# Java Quellcode auf Windows 7 ausführen?



## Lara92 (4. Mai 2011)

Hallo
ich will meinen Java Quellcode kompilieren und ausführen.
Wie mache ich das auf Windows 7 ?
Das "Ausführen" finde ich unter Alle Programme -> Zubehör.
Wenn ich das öffne steht da ich soll ein Programm, Ordner oder Dokument öffnen.
Das geht aber nicht. Weiß jemand wie ich das machen kann?
Ist wirklich wichtig.
Danke


----------



## Fu3L (4. Mai 2011)

Java ist auch eine Insel

Hier findest du Rat  Dort wird die Installation des JDK beschrieben. Wenn du hochscrollst und Kapitel 1.6 liest, erfährst du, wie du deine Programme ausführen kannst 

Edit: Die Konsole kannst du in "Ausführen" mit dem Befehl "cmd" aufrufen. Verzeichnisse wechselst du in der Konsole am besten mit "pushd".


----------



## Marco13 (4. Mai 2011)

*Kristallkugel rausholt* ... hat das was mit Geocaching zu tun? 
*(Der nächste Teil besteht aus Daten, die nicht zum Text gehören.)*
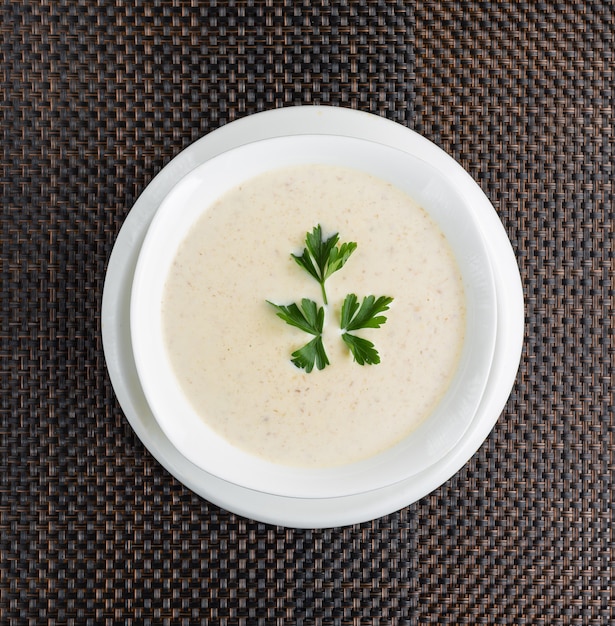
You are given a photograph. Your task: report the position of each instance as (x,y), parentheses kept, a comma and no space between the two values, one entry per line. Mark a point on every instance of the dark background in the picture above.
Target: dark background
(96,97)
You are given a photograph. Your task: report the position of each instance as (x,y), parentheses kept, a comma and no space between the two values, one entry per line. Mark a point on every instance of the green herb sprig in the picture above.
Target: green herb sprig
(355,317)
(310,318)
(321,258)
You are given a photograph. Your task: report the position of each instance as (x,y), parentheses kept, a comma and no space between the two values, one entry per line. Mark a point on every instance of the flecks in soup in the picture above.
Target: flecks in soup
(231,353)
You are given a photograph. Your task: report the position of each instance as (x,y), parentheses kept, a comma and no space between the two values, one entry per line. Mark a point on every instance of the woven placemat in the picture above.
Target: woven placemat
(96,98)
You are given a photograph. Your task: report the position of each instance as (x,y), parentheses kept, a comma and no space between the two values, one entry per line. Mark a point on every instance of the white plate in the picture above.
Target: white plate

Erstmal das JDK installieren Java SE Downloads , weitere Infos dann auf "Hello World!" for Microsoft Windows (The Java™ Tutorials > Getting Started > The "Hello World!" Application) und bei konkreten Fragen hier melden.


----------



## L-ectron-X (4. Mai 2011)

FAQ: http://www.java-forum.org/einfuehrungen-erste-schritte/5853-einstieg-java.html


----------